We developed a mathematical model of a cows-to-consumers supply chain associated with a single milk-processing facility that is the victim of a deliberate release of botulinum toxin. Because centralized storage and processing lead to substantial dilution of the toxin, a minimum amount of toxin is required for the release to do damage. Irreducible uncertainties regarding the dose-response curve prevent us from quantifying the minimum effective release.

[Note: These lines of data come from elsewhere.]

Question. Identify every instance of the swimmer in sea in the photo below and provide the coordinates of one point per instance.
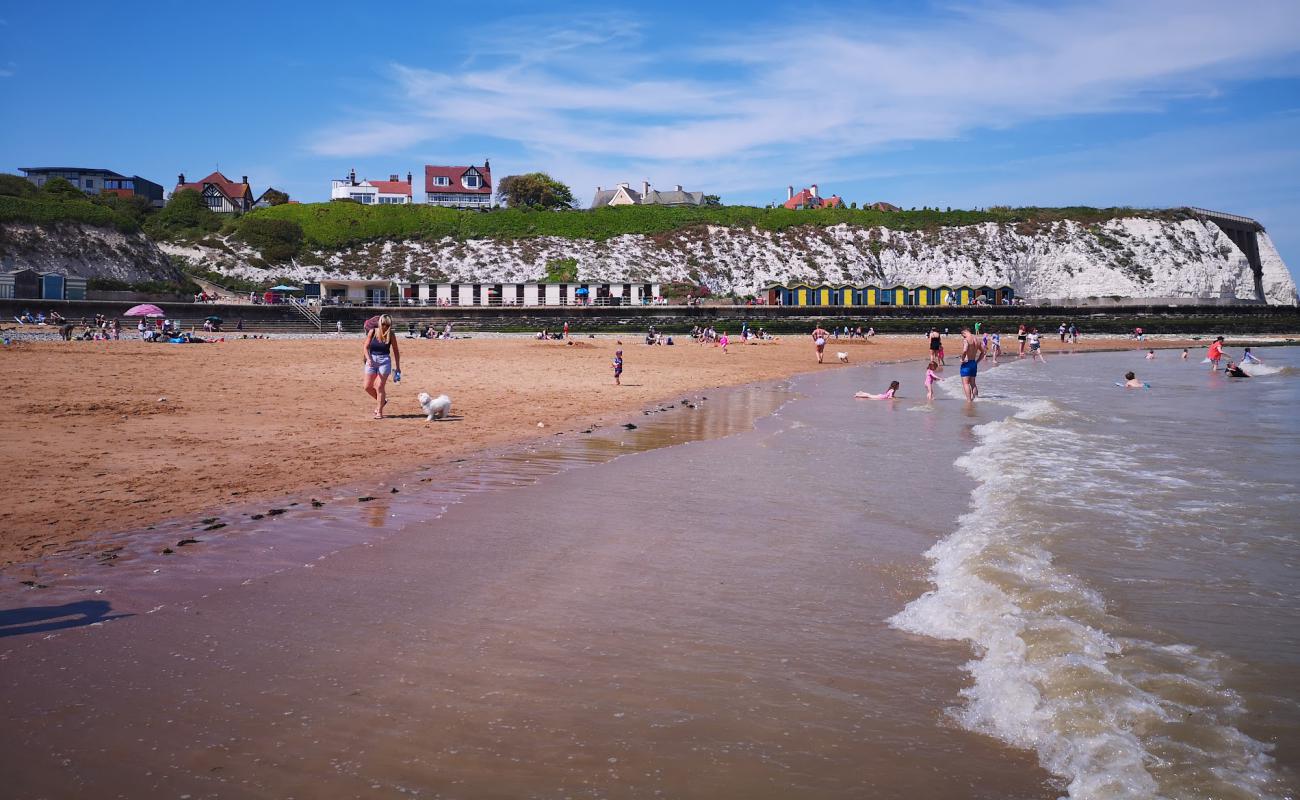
(887, 394)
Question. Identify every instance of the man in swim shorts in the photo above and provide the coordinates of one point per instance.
(973, 353)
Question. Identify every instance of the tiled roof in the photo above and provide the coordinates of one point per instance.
(391, 186)
(454, 174)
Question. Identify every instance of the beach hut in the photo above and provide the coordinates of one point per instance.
(20, 284)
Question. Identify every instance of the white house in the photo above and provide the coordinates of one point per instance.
(372, 193)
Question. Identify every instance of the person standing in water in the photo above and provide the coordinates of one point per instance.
(973, 353)
(819, 336)
(1216, 353)
(381, 359)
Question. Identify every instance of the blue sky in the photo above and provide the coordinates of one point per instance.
(1104, 103)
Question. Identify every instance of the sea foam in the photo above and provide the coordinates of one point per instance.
(1113, 714)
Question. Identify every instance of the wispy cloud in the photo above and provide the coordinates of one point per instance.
(598, 93)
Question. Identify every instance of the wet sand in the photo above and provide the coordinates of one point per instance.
(92, 448)
(698, 621)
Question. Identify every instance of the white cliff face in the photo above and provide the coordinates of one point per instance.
(83, 250)
(1127, 258)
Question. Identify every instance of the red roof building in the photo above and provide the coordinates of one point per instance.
(458, 186)
(809, 198)
(220, 193)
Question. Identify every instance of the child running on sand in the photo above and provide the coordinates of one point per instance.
(887, 394)
(930, 381)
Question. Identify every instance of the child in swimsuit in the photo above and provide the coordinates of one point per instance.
(887, 394)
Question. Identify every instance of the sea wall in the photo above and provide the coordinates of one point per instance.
(1122, 258)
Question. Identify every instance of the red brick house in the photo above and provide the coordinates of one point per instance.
(220, 193)
(809, 198)
(458, 186)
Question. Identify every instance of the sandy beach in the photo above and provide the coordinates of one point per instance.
(113, 436)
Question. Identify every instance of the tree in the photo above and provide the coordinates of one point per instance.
(276, 240)
(534, 190)
(183, 213)
(274, 197)
(16, 186)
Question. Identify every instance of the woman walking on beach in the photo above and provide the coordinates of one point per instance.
(381, 359)
(819, 336)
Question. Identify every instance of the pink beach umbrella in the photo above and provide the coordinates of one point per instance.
(146, 310)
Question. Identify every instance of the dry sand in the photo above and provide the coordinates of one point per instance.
(90, 445)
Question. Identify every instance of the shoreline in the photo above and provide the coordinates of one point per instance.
(90, 509)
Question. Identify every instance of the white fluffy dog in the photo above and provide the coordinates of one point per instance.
(437, 407)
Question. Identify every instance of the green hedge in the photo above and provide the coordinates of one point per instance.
(334, 225)
(48, 210)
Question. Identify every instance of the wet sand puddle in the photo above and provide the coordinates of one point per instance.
(701, 621)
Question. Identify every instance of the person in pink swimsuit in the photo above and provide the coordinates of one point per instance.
(930, 381)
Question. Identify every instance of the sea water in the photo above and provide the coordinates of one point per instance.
(1126, 575)
(1065, 588)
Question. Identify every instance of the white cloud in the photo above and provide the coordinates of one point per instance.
(791, 100)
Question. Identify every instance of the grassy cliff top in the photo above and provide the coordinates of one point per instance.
(333, 225)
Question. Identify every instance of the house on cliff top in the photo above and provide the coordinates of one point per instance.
(458, 186)
(623, 194)
(810, 198)
(220, 193)
(393, 191)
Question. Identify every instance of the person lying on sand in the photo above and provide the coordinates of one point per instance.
(887, 394)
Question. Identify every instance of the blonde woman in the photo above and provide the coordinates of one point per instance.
(381, 358)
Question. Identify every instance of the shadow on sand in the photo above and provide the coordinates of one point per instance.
(38, 619)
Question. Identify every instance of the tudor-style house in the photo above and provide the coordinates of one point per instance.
(623, 194)
(458, 186)
(393, 191)
(220, 193)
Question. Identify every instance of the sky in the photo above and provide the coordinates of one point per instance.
(1158, 103)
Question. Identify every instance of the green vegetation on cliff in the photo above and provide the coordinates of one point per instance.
(334, 225)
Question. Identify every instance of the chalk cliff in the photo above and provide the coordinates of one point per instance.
(83, 250)
(1127, 256)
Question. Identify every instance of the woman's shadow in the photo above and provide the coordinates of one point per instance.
(38, 619)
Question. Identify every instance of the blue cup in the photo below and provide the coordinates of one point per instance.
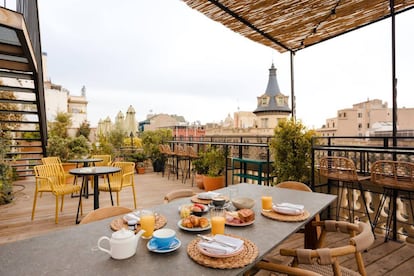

However, if terrorists can obtain enough toxin, and this may well be possible, then rapid distribution and consumption result in several hundred thousand poisoned individuals if detection from early symptomatics is not timely. Timely and specific in-process testing has the potential to eliminate the threat of this scenario at a cost of <1 cent per gallon and should be pursued aggressively. Investigation of improving the toxin inactivation rate of heat pasteurization without sacrificing taste or nutrition is warranted.